The average net worth is $347,800. The average net worth of those 18 and older is $448,031.

The median net worth of those 18 and older is about $100,000.

The median net worth is skewed by the biggest stock market bubble in history. It's also skewed by a housing bubble.

Unlike Elizabeth Warren, I am not proposing wealth redistribution schemes.

Rather I am pointing out problems with the rosy-looking picture.​

What the Chart Does Not Say

The chart paints a rosy picture. Liabilities are low. Hooray.

But what the chart does not say is where the wealth is and where the liabilities are.

The assets are concentrated in the hands of the top 10%. The liabilities are concentrated in the bottom 90%.

Bubble Blowing Tactics

Most of the country isn't prepared for retirement. And many who think they are prepared do so only because of inflated asset prices, unlikely to last.

This is a result of bubble-blowing tactics ongoing for decades. Escalation took off when Nixon closed the Gold Window in 1971.

For discussion, please see Nixon Shock, the Reserve Currency Curse, and a Pending Currency Crisis.

Nixon Shock coupled with irresponsible Fed policies are to blame for widely reported "wealth gaps".

​Meanwhile, if you do not feel wealthy, then most likely it's because you aren't.


ZeroHedge just provided this pertinent picture.

Mike "Mish" Shedlock

Comments (41)
No. 1-13

The extreme level of asset inflation we are witnessing is a matter of Fed POLICY and an absolute necessity, given the nature of our debt-based, fiat monetary system.

These over-valued assets provide the collateral that permits the additional borrowing required to keep the "system" going.

Obviously, this cannot go on indefinitely and we are getting close to the end-point, but we should expect asset prices to continue to hyper-inflate until that day comes.


House is paid, no car payments. I work to pay taxes and various insurances. No kidding.


Assets are concentrated in the hands of the top 0.1% and the top 10% are getting angry and moving politically to the left.

Tony Bennett
Tony Bennett

Census Bureau on Gini Index (Income inequality. Higher number worse):

The Gini index for the United States from the 2018 ACS (0.485) was significantly higher than the 2017 ACS estimate (0.482).

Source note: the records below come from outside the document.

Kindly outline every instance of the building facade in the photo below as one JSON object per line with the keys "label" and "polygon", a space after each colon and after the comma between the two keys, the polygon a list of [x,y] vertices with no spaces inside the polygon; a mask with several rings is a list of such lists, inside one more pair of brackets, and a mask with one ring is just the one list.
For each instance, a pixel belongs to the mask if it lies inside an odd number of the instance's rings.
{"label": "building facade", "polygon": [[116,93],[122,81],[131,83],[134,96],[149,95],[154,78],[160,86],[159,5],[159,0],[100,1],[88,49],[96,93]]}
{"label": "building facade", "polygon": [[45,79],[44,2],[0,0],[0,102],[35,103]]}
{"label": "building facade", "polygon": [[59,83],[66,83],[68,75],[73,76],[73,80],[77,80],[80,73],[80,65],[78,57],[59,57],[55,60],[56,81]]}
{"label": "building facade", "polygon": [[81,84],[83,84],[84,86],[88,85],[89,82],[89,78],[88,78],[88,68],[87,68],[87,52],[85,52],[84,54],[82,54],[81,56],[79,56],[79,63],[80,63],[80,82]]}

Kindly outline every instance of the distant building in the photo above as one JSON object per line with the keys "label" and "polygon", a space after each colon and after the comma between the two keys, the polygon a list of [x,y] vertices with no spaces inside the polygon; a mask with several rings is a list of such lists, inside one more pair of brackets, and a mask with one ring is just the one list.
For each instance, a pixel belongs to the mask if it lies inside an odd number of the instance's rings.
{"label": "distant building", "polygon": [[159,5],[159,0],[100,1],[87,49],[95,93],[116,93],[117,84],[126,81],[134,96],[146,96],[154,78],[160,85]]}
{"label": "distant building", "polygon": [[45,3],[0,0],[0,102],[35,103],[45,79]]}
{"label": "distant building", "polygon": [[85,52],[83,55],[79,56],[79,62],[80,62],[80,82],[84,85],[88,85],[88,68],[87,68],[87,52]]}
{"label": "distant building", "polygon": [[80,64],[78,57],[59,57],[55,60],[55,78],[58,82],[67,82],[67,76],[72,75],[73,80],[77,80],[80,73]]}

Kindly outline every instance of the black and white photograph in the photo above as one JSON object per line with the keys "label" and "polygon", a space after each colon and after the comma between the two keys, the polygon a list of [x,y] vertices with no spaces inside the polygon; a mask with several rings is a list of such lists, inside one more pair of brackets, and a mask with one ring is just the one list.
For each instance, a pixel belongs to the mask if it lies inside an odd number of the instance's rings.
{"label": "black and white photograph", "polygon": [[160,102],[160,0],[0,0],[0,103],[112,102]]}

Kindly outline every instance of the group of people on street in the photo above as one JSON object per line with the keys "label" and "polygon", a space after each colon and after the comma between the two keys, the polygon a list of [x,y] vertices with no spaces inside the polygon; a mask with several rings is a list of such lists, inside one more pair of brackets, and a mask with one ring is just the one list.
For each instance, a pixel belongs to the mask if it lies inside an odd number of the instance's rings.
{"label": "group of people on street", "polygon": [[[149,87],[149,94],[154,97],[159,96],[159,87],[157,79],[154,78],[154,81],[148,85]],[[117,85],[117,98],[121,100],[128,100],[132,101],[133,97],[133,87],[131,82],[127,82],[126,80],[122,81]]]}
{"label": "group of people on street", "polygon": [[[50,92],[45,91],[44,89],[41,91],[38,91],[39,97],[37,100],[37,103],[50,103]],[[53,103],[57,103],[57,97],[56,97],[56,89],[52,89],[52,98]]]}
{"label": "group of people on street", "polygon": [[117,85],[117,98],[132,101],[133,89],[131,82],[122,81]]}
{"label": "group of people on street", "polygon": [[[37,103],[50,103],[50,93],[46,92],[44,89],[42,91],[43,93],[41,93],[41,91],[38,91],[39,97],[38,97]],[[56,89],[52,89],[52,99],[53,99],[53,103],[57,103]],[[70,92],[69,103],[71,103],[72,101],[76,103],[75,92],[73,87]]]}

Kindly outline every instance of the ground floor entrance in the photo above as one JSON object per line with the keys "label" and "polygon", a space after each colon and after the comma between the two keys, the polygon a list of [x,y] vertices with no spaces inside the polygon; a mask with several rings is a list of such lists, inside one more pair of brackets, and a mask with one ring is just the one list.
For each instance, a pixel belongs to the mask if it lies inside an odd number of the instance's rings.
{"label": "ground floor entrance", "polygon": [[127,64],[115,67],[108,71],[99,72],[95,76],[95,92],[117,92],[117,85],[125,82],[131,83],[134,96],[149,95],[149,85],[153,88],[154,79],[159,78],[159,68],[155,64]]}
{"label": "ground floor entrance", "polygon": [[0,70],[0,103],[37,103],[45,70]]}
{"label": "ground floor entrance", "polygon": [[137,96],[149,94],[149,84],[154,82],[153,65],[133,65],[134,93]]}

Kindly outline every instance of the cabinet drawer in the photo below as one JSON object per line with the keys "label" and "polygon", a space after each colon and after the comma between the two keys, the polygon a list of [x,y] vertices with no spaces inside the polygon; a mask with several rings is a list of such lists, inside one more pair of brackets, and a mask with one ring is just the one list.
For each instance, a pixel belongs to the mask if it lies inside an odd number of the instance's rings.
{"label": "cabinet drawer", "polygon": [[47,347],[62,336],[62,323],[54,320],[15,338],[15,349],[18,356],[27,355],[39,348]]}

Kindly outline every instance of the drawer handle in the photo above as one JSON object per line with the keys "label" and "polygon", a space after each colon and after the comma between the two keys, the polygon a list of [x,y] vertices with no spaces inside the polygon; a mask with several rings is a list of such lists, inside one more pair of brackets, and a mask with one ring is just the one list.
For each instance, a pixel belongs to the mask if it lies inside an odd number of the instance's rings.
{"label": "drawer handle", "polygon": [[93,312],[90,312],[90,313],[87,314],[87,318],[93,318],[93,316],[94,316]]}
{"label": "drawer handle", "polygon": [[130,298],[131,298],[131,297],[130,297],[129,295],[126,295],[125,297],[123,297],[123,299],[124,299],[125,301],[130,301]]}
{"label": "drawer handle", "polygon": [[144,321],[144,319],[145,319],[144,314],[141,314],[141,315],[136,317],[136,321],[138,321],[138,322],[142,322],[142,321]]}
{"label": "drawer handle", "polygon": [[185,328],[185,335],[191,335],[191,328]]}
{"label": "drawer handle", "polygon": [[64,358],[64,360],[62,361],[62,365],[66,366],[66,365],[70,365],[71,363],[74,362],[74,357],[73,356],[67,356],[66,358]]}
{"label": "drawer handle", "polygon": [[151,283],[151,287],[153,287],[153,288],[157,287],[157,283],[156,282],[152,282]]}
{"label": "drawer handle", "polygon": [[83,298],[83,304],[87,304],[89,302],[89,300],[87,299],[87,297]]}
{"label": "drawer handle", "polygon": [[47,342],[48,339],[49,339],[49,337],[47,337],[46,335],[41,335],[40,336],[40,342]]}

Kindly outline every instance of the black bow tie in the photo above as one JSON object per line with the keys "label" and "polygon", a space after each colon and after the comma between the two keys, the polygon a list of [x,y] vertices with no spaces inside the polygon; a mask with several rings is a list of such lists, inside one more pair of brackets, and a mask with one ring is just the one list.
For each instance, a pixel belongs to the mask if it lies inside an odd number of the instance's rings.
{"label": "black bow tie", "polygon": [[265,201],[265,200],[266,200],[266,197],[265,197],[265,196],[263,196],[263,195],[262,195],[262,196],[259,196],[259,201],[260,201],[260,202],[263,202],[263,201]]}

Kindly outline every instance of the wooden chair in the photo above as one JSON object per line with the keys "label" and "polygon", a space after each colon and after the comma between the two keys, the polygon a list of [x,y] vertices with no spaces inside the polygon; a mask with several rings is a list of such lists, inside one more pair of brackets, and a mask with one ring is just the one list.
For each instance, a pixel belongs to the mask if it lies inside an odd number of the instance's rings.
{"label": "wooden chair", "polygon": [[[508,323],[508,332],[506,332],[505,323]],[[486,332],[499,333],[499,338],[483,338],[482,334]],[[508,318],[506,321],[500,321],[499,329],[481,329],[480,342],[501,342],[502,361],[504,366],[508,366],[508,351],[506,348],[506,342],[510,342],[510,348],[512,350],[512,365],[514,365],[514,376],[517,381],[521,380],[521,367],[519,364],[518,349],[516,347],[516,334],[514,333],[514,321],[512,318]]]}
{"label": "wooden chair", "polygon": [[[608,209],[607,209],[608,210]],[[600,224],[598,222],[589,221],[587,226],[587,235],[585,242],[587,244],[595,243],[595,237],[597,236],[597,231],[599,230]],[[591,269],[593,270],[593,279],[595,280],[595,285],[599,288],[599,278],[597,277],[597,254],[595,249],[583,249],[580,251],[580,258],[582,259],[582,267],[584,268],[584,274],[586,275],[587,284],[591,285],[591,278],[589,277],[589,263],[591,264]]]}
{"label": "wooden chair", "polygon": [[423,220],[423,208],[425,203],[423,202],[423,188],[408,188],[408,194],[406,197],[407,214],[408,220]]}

Still glad Nixon closed the gold window to foreign governments and central banks. Prefer he'd just opened the window to Americans and balanced the budget, but Congress wouldn't have passed it even if Nixon wanted to.

The bad thing Nixon did about the same time as closing the gold window was imposing wage and price controls. Although most of the controls were lifted by early '74, politics kept the price controls on (domestically-produced) oil until Reagan. Ford could have lifted them by vetoing a bill to make changes just before the controls expired, but didn't because the changes were negotiated with Congress by his own energy czar, Frank Zarb.


@Mish Much as the story about Nixon and the gold window is appealing, I bet that chart at the top of the article shows nothing of note in '72. Nor before or after. Plot those numbers on a log chart as they should be. See if there's a pretty much straight line.


Assets depend on their ability to command a stream of income. A shift in technology or demographics can mean formerly valuable estates and capital goods lose their value. Plant the most valuable building in London, Shanghai, or Manhattan in the middle of the Congo, and it's value will be nought. Former castles in France can be had for next to nothing. Land used to be the basis of capital, because it produced food. Desert was never valuable.

Current valuations are predicated on expected future income growth. If it is not realized, all kinds of people will be forced to sell, many will go bankrupt as the "wealth" evaporates. If there is enough social chaos, the ownership of capital may "redistribute itself".

Asset valuations imply a prediction about the future. Predictions fail.


@Tony Bennett brings up a very good number to use - the Gini index. Useful when you're talking about a 80-20 rule distribution, as income and wealth will always be. Notice: Tony assigns "worse" to higher values. But what is the perfect Gini index for "income"? Certainly not zero. That would describe a world where 18 year olds earn what 55 years olds earn.

Let's ignore those who just fuss about the world being an 80-20 world. They, unlike enlightened statesmen, will always be among us. As the article linked by @Latkes points out, much fuss isn't about 80-20 or 90-10-ness, it's about those guys who are a little more 80 than "me". That's unfair, I splutter!


Wealth calculations in the modern world are bizarre. They forget the value of people, themselves. Much horror has be loosed on the world because of this oversight. But that's another story.

Let's run some quick numbers.

The US: 300,000,000+ people. If you low-ball (I say, but YMMV) them all at a million bucks a pop, you get wealth of roughly 300,000,000,000,000. So, that 300+ trill in control of somewhere in the 100+ trill range? Sounds OK.

Take a slightly smaller sample: You. Do you feel like you're worth 3 times the stuff you own? More? Less? What?

So, is that 100+ trillion out of line?


These calculations are basically meaningless. US treasuries are counted as assets but they aren't listed as liabilities. Thats a ~10 trillion dollar overstatement of wealth held by the top x%. They also value streams of income like SS at nothing. An annual SS payment of $16,000 has no value in terms of wealth, but an annuity that payed $16,000 a year would have a market value in the hundreds of thousands of dollars. The US tax and transfer scheme directly reduces the measured wealth of the lower economic classes and inflates that at the top, followed by cries for even more redistribution.